Other answers demonstrated how to use window functions. Here's a another way using left_semi join, which returns only users who bought items offline after they tried to bought the same items online 7 days earlier:

from pyspark.sql import functions as F

# cast string into timestamp if not already done
df = df.withColumn('datetime', F.to_timestamp("datetime", 'dd-MM-yy H:mm'))

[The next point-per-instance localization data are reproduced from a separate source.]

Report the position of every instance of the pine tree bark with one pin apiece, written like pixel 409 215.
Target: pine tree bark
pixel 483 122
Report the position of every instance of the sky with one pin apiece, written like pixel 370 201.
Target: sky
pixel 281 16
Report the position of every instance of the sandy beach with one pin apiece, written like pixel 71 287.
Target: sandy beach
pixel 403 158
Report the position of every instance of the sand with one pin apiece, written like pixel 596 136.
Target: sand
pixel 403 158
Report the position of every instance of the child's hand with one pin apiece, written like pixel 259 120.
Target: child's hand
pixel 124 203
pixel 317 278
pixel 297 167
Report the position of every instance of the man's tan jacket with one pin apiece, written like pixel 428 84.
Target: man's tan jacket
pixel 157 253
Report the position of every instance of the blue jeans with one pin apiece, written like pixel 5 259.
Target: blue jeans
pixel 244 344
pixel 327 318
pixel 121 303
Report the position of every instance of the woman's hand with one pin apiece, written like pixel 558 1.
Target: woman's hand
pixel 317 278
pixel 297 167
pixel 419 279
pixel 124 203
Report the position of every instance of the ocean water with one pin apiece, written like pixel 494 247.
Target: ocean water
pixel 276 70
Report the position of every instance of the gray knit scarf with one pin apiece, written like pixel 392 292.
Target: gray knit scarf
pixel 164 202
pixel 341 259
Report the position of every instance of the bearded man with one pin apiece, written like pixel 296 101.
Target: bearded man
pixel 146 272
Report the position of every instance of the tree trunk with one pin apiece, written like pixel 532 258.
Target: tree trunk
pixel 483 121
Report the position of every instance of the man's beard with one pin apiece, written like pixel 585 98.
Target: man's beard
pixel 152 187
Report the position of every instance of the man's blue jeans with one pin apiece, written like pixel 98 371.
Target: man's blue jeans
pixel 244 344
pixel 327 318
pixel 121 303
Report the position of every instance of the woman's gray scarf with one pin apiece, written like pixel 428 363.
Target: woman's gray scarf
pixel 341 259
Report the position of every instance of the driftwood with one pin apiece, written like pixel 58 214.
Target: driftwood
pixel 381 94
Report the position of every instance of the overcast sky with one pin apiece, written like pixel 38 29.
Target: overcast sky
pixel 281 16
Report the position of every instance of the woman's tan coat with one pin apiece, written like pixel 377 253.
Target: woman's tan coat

df_on = df.filter("online = 'yes'").alias("on")
df_off = df.filter("online = 'no'").alias("off")

result = df_off.join(
    df_on, [
        F.col("on.user_ID") == F.col("off.user_ID"),
        F.col("on.item") == F.col("off.item"),
        F.col("on.datetime") >= F.expr("off.datetime - interval 7 day"),
        F.col("on.datetime") < F.col("off.datetime")
    ],
    "left_semi"
)

result.show()
# ------- ---- ------ ------------------- 
#|user_ID|item|online|           datetime|
# ------- ---- ------ ------------------- 
#|      1|  66|    no|2021-10-06 09:30:00|
#|      2|  24|    no|2021-10-03 08:03:00|
#|      3|  66|    no|2021-10-14 12:07:00|
# ------- ---- ------ -------------------

Note if you want the users who bought item offline but haven't tried to bought it online before (corresponding to result=0, replace semi join with left_anti in the above query.